After years of complaining about the unprofessional behaviour by real estate agents, Singaporeans now have a new rant against them: junk mail.
Unwanted fliers or advertisements with misleading information have overtaken poor service as the top complaint about realtors, according to the industry watchdog's latest annual report.
The Council for Estate Agencies (CEA) said 36 per cent, or 319, of the complaints it received in the 12 months up to March this year were about advertisements.
This is a sharp rise, compared with the 16 per cent in the previous 18 months.
The offending ads had misleading information, left out pertinent facts or were posted without the prior consent of home owners.
For example, some fliers marketed industrial properties for other uses, which is not allowed.
Salespersons and agents also cannot advertise or offer any gifts, including cash and vouchers, to lure customers.
The CEA issued two letters in June and August last year specifically to remind its members not to contravene both guidelines.
Complaints about ads could have been caused by miscommunication or overzealous agents, said Mr Chris Koh, director of property company Chris International.
In the 2010 Estate Agent Act, realtors must get the consent of owners before marketing their properties. "Sometimes the salesperson goes around making cold calls or knocking on doors. The owner might tell him, if you have a buyer, just bring him," said Mr Koh. "But the salesperson thinks this implies permission has been granted to advertise the property for sale - even though it hasn't."
Complaints could also be about "improperly distributed" fliers, said PropNex chief executive Mohamed Ismail.
These refer to fliers not slotted fully under a door. "If fliers accumulate, it's a sign that no one's home. Those who complain worry this may compromise the safety of their home," said Mr Ismail.
To deal with the problem, the CEA did 221 checks of ads and more proactively monitored the industry, said the report.
As for unprofessional behaviour, the complaints about agents giving wrong advice, not being punctual or not following proper procedures slipped from 44 per cent to 29 per cent of all the complaints received, or from 729 to 255. Another 16 per cent of complaints were of agents using threatening words, harassing people or misrepresenting facts.
In total, the CEA received 880 complaints.

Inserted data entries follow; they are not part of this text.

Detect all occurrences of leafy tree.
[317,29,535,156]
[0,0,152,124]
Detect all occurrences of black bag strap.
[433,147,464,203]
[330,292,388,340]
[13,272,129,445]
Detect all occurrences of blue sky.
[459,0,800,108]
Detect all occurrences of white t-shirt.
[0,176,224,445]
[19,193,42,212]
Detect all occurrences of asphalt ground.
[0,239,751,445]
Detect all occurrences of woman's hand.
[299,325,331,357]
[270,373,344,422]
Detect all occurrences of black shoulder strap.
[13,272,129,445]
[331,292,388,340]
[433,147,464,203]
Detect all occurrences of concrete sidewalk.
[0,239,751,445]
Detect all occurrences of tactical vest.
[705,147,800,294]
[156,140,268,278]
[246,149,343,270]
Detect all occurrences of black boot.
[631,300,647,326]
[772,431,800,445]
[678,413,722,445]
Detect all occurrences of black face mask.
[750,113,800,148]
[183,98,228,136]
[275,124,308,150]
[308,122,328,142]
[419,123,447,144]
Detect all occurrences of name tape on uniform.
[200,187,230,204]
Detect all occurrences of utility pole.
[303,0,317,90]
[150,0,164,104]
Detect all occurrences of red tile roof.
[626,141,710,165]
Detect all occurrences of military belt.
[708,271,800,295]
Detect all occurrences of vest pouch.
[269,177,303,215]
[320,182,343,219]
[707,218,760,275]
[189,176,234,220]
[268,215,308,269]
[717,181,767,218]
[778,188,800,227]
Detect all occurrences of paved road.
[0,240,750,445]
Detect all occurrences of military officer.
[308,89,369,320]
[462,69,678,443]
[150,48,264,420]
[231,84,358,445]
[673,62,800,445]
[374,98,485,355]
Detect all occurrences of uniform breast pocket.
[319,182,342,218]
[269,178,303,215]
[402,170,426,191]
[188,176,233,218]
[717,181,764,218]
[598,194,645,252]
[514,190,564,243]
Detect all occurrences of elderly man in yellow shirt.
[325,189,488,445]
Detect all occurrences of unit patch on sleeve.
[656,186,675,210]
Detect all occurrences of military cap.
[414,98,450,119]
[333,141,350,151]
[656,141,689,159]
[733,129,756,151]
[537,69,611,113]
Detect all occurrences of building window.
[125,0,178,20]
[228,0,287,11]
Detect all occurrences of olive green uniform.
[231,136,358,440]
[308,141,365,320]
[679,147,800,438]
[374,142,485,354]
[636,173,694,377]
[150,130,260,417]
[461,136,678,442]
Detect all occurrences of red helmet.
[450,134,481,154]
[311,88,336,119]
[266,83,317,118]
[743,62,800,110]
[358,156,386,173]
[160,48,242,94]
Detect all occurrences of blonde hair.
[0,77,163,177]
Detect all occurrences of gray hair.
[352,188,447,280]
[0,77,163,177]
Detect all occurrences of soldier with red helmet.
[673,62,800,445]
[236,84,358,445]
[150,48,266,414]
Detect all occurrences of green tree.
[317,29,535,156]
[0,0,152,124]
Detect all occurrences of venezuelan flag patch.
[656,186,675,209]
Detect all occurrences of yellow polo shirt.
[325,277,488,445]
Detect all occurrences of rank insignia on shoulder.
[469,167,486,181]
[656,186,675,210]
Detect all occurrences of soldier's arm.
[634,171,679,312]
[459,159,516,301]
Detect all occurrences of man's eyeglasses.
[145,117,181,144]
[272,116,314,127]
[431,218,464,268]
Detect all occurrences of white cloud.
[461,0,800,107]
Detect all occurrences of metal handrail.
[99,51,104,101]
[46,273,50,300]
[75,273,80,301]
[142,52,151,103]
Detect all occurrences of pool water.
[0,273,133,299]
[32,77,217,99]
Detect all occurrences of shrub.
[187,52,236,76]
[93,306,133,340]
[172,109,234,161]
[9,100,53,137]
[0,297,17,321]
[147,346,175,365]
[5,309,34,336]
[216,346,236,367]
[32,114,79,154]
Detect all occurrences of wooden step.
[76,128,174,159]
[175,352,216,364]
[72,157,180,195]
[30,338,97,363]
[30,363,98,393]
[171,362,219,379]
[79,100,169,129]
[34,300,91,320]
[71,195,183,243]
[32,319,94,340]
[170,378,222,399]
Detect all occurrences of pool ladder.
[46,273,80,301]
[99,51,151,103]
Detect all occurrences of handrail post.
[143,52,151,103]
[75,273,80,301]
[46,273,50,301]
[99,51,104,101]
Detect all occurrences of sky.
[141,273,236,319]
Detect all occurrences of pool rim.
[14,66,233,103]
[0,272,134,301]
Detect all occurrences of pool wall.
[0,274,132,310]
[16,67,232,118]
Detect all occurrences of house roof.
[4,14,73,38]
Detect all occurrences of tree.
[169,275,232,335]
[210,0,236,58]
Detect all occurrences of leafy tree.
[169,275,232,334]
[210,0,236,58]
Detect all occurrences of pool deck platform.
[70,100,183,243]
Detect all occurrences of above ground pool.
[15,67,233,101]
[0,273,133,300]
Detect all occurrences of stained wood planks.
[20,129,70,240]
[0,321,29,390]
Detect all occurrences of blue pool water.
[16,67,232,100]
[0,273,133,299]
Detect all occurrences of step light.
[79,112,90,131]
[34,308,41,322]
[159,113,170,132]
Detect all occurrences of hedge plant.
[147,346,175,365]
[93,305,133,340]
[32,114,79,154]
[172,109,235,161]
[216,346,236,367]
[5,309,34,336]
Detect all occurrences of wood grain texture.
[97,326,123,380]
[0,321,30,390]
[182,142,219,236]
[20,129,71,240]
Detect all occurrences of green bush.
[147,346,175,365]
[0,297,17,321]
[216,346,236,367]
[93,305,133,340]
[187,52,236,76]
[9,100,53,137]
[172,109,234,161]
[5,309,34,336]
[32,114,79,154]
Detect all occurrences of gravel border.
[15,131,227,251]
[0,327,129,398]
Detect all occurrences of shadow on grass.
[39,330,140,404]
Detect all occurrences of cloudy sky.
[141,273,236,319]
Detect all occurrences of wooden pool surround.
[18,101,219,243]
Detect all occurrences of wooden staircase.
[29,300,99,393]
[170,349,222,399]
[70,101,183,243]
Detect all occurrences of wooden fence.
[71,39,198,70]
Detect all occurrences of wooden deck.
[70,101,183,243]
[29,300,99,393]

Of these, 164 were found to be substantiated.
It brought seven individuals to court and issued letters of warning to another 150. The report also said the pool of agents has stayed about the same.
There were 1,495 licensed estate agents and 32,982 registered salespersons as at end-March, compared with 1,493 and 31,769 the year before. But agency bosses expect fewer agents next year.
Said Mr Ismail: "The market conditions (last year) weren't as bad as now... agents who are not very serious will drop out."